Vision

We’re building a voice OS

SkipType is a dictation app today, but dictation is the foothold, not the destination. The deeper bet is that voice — not the keyboard, the mouse, or the touchscreen — becomes the primary way people instruct their computer. We started with the part of that future that already works: turning thought into written text.

Why now

People have been promising voice as the next interface for fifteen years. Siri arrived in 2011, Alexa in 2014, and dictation has shipped in every modern OS for longer than that. None of it replaced the keyboard. What’s changed in the last two years isn’t transcription — that’s been good enough for a while. It’s two new capabilities on top of it. Models have become genuinely agentic: they can plan multi-step work, call tools, and recover when something goes wrong. And they can now use a computer the way a person does — looking at the screen, clicking, typing, driving apps that were never built to take instructions from a model. Those two are what turn a spoken instruction into a finished task instead of a printed sentence, and what makes a voice OS plausible now in a way it wasn’t five years ago.

Typing is a workaround

Most of us think faster than we type, and the act of pushing thought through a keyboard slows the thinking down. We pause to spell, we backspace, we tighten sentences in our head before our fingers ever touch the keys. Hours every day are spent translating fully-formed ideas into the slowest medium we own.

Voice is the natural input

We’ve spoken for a million years and typed for a hundred and fifty. Speech is faster than typing for almost everyone. The reason it never replaced the keyboard isn’t speed — it’s output quality. Raw transcription reads like a transcript: ums, false starts, mid-sentence corrections, sentences that wander. Nobody wants to send that.

Polished writing is the natural output

What people actually want is to talk and have well-formed writing appear — cleaned-up, properly punctuated, with the fillers and backtracking removed — the way you’d have written it if you’d taken the time. SkipType does that step for you, so the gap between thought and finished sentence collapses to a single tap.

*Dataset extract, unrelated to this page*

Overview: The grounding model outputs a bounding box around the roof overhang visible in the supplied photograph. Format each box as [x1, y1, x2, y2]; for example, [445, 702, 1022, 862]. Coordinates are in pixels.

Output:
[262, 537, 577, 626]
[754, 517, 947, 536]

From dictation to a voice OS

Dictation is the first layer because writing is where typing slows you down the most. But typing isn’t the only thing the keyboard and the mouse are doing. They’re also how you open the doc Sarah sent yesterday, rename three folders, jump to line 240 in auth.ts, summarize a pull request and post it in #eng, move the deck into the Q3 folder, fire up an agent to draft a customer reply. Every one of those is a sentence you could speak in less time than it takes to find the menu.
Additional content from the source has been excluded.